In just four trading days, Renren dropped almost below its IPO price. Yesterday, the stock fell another 8% to close at US$14.75, which is almost equal to IPO price of US$14.

The so-called China’s Facebook seems to be losing its luster.  In fact, as we have previously noted, besides a valuation too high, the company has other problems, too.  And it is doubtful whether it is really “China’s Facebook”.

But what is pushing the Chinese internet stock, including Renren, beyond their fundamentals, to ridiculous high valuation, at the first place??  I read a comment from SeekingAlpha, a popular U.S. website on trading stock.  The post is probably from a typical U.S. trader:

Every single chinese IPO pullback has been a buying opportunity. Sure it looks scary…..but the scary trade is usually the right trade.

Wait for it to base around the 11-12 dollar range…..and then watch it break prior highs.
I actually don’t know crap about this company, and I really don’t want to…..but I’ve seen this in the charts before. YOKU went from 48 to 28, before ripping hard to 60…left so much on the table after I sold at 50. 

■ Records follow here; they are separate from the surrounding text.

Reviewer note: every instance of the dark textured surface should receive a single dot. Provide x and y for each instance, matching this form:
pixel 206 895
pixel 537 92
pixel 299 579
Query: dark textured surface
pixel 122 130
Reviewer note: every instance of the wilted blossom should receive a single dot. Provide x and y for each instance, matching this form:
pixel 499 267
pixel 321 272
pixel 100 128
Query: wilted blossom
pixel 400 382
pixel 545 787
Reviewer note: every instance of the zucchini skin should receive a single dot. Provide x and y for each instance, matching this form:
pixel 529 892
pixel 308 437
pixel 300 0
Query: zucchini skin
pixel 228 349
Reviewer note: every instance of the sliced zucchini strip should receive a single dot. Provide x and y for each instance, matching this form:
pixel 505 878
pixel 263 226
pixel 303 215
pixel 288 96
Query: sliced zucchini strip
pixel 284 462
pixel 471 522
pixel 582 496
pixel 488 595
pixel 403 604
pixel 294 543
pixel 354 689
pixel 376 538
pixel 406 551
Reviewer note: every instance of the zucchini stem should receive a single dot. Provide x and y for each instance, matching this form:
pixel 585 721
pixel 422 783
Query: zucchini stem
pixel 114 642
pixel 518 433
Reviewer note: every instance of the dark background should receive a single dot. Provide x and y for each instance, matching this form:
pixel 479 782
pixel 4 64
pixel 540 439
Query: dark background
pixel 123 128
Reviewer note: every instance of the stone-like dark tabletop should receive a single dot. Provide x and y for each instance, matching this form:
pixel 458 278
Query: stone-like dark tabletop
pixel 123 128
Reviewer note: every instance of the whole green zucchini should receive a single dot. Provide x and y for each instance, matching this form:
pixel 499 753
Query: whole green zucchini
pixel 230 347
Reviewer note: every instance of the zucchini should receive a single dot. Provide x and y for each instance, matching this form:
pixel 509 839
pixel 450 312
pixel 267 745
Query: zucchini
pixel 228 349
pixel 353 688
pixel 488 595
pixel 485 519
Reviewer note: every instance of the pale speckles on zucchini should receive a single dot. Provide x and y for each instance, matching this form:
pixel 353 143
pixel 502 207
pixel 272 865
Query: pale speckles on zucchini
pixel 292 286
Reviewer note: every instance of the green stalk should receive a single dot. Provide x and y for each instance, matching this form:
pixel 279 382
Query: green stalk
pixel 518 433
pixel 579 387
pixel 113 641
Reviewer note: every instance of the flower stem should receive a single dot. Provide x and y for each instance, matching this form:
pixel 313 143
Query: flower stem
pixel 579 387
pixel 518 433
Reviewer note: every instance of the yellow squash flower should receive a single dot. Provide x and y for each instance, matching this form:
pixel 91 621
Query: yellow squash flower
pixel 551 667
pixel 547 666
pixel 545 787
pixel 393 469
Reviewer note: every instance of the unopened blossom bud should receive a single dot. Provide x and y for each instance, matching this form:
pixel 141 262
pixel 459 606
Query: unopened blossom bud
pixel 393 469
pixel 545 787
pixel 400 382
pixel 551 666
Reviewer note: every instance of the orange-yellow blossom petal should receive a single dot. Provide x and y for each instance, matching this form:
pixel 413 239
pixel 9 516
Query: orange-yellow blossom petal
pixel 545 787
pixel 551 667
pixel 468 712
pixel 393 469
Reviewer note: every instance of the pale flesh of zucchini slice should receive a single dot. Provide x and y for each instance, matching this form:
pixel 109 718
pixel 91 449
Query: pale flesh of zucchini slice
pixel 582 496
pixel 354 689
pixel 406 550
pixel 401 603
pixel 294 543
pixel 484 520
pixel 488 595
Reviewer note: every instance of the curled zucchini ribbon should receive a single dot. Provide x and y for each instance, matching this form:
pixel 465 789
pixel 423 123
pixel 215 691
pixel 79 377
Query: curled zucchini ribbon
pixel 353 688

Let the shorts worry about valuation and other nonsense….I just make money.
NFLX, PCLN, OPEN, LULU….keep squeezing those shorts till they scream!!!

– “The Champ”

The trader “The Champ”, said, he “don’t know crap” about Renren.  Based on his past experience (“I’ve seen this in the charts before”),  he believe Renren will rebound and make new highs.

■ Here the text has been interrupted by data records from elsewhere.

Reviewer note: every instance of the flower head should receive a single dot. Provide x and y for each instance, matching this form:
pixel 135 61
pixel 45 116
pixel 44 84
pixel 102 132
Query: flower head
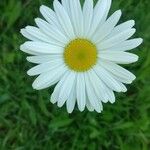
pixel 80 50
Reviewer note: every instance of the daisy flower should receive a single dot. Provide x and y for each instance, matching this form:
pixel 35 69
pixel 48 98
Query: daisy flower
pixel 80 50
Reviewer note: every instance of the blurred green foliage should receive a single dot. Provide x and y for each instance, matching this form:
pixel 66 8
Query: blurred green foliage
pixel 28 121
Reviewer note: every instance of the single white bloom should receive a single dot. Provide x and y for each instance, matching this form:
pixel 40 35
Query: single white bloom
pixel 80 49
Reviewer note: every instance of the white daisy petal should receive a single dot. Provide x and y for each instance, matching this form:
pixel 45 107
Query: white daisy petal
pixel 100 14
pixel 91 96
pixel 29 36
pixel 98 86
pixel 44 67
pixel 41 48
pixel 66 5
pixel 51 31
pixel 64 19
pixel 111 96
pixel 122 27
pixel 107 78
pixel 79 50
pixel 88 105
pixel 76 17
pixel 70 103
pixel 55 95
pixel 43 58
pixel 126 45
pixel 116 39
pixel 107 27
pixel 118 71
pixel 66 88
pixel 80 88
pixel 49 78
pixel 118 57
pixel 87 16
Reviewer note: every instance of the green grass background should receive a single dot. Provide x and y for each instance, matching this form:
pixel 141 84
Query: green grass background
pixel 28 121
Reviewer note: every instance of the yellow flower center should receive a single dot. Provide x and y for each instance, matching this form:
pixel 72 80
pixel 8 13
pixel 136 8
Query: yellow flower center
pixel 80 55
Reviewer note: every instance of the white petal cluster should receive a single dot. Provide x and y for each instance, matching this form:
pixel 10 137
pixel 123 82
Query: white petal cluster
pixel 69 21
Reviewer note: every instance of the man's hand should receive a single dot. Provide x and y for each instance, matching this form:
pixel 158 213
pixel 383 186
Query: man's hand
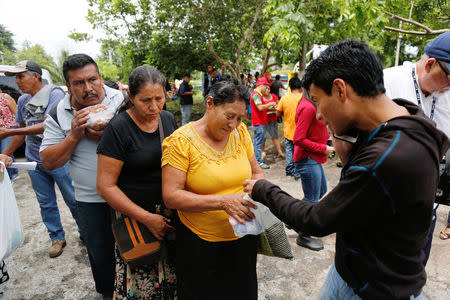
pixel 7 160
pixel 248 186
pixel 238 208
pixel 4 133
pixel 92 134
pixel 343 149
pixel 79 123
pixel 329 150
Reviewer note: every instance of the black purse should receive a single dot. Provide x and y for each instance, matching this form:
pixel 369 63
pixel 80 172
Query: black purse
pixel 136 243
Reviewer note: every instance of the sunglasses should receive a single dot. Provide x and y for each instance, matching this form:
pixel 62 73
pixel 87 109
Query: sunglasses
pixel 443 69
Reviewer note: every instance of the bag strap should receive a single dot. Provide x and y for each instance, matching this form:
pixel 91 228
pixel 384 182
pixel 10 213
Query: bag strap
pixel 161 130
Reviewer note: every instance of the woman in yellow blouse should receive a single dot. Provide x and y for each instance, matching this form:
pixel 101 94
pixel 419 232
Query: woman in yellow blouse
pixel 204 165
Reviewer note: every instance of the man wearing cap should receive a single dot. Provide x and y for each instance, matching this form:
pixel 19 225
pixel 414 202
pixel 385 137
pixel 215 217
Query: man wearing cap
pixel 259 118
pixel 426 84
pixel 33 107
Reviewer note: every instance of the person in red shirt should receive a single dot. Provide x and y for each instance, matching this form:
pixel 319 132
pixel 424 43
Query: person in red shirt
pixel 272 124
pixel 310 152
pixel 259 118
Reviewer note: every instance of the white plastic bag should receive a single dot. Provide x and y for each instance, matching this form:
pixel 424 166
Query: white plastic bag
pixel 100 116
pixel 11 234
pixel 263 220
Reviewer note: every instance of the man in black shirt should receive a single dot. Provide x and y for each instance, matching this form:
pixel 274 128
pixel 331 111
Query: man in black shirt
pixel 381 209
pixel 186 99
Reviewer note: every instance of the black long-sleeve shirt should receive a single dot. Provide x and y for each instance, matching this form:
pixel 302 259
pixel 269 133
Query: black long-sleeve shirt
pixel 381 209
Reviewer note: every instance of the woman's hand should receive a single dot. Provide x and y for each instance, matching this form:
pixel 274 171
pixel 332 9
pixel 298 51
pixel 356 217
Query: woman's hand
pixel 343 149
pixel 158 225
pixel 248 186
pixel 238 208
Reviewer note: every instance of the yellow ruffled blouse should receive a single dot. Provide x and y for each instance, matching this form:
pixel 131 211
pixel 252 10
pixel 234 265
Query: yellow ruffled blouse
pixel 210 172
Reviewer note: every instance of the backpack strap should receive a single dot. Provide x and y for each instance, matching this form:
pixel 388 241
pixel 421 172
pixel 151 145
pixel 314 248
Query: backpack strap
pixel 54 113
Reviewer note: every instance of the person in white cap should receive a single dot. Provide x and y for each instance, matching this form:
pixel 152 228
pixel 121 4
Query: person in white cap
pixel 426 83
pixel 33 107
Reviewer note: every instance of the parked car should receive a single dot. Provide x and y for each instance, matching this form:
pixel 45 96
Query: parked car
pixel 9 86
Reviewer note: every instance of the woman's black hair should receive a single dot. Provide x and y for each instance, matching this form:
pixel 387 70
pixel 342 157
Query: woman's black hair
pixel 228 91
pixel 142 75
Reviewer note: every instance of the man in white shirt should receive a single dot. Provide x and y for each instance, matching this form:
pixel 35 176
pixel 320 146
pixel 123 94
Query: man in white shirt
pixel 427 84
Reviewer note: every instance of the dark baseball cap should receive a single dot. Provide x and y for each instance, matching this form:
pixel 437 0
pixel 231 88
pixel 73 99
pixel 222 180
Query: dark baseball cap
pixel 439 48
pixel 23 66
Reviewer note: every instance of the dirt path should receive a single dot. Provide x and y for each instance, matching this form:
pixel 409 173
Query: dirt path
pixel 36 276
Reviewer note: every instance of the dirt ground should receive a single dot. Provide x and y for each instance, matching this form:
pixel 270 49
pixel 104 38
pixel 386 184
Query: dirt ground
pixel 36 276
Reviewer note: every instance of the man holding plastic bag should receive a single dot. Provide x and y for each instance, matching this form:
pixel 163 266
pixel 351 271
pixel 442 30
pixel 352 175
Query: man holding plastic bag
pixel 381 209
pixel 72 133
pixel 32 109
pixel 11 234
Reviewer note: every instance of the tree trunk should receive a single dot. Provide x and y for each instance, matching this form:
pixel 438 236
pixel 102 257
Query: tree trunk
pixel 302 64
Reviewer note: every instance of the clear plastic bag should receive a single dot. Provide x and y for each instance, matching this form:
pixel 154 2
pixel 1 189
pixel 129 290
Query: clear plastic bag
pixel 263 220
pixel 11 234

Clearly, what Renren actually does, this U.S. trader do not care at all.  He just trading on momentum.  As the previous Chinese internet stock has made him money, he believes Renren will be a winner, too.

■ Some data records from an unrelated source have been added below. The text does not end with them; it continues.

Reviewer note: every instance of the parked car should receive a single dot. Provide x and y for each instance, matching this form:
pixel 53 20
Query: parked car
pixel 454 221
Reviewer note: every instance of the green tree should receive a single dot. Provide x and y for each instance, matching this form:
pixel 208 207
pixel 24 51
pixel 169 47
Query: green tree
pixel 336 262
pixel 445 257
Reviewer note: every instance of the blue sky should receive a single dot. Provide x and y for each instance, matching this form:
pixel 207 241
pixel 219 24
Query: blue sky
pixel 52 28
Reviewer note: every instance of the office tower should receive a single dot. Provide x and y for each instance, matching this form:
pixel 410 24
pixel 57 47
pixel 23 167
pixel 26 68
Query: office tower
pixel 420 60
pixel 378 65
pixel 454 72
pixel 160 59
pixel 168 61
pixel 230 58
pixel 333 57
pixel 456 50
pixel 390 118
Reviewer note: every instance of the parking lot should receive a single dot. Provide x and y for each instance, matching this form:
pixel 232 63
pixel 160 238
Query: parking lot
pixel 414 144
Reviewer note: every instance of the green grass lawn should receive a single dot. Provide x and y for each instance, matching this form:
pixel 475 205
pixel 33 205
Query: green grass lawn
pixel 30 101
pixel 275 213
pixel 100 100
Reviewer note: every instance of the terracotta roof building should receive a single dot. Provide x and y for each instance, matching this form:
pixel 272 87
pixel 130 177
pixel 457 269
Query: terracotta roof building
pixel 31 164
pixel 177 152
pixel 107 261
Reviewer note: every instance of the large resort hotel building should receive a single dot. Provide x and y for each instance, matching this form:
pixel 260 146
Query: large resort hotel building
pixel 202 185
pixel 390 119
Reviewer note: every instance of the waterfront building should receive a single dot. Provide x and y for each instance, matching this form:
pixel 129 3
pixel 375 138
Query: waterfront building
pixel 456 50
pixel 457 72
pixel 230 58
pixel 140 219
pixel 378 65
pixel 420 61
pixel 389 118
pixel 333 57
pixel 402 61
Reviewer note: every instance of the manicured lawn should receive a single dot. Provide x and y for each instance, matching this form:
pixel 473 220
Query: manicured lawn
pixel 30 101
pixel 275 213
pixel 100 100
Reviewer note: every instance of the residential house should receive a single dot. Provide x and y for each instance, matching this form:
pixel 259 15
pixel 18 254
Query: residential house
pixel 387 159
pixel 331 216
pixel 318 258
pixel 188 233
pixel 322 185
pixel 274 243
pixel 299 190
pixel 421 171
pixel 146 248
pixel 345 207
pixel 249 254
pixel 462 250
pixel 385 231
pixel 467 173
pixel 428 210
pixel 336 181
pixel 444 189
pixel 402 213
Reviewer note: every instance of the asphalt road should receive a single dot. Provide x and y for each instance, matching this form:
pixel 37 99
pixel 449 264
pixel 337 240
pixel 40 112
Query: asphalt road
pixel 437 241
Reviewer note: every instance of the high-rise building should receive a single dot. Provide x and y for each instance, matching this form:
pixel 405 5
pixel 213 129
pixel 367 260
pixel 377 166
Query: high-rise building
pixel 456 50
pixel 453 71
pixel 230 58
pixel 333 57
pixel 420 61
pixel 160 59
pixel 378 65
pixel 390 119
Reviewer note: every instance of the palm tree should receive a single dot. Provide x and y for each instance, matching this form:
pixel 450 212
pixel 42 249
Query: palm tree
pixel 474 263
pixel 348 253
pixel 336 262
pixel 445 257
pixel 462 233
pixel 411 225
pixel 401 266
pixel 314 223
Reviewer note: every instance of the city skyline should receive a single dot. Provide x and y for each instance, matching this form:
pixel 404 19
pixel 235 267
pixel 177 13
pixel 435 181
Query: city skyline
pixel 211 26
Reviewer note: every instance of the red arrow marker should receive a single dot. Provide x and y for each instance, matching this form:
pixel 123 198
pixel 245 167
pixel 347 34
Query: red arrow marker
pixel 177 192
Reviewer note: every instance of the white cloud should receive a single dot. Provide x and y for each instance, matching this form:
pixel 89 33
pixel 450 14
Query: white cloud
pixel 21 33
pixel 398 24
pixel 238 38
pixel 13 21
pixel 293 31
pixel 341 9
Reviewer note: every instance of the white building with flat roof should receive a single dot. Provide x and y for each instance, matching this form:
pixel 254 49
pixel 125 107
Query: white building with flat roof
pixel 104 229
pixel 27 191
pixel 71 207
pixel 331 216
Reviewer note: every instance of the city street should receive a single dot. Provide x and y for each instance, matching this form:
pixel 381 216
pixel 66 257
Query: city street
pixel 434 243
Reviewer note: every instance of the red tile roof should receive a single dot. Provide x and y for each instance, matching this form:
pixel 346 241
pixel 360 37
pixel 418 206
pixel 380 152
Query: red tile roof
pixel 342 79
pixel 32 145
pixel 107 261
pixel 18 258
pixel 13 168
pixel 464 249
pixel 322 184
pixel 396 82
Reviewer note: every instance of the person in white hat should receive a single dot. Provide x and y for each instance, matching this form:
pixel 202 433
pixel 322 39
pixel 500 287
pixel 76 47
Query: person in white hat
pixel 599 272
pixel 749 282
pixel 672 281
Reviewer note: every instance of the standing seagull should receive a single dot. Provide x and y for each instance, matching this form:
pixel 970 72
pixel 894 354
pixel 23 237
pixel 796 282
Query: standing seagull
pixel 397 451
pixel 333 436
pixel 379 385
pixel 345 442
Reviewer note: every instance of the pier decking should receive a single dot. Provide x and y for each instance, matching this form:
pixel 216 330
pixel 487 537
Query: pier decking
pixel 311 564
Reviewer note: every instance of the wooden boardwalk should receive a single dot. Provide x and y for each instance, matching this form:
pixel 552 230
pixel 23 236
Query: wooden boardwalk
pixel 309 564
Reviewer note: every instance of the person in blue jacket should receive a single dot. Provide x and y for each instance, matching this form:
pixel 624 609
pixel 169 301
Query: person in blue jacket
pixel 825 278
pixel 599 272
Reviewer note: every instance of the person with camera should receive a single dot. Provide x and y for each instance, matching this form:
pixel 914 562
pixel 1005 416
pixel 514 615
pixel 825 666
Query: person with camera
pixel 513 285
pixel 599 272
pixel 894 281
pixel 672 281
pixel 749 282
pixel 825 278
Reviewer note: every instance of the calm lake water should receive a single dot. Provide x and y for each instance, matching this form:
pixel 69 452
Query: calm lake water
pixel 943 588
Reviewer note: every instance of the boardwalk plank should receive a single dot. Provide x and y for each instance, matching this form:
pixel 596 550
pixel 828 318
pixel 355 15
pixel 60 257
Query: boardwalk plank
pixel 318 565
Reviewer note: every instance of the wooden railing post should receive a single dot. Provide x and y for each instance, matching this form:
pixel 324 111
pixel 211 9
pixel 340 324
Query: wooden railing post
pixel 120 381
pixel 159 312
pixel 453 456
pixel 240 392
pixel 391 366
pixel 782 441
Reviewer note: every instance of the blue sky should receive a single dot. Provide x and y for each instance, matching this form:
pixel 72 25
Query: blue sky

I believe, a lot of U.S. traders of Chinese internet stock are like “The Champ”.  And that is why their valuation is not base on fundamental, but only on perception (China’s Youku, China’s Facebook, China’s Twitter) and trading momentums.

The point is most clearly illustrated in the trader’s remark, “Let the shorts worry about valuation and other nonsense… I just make money.”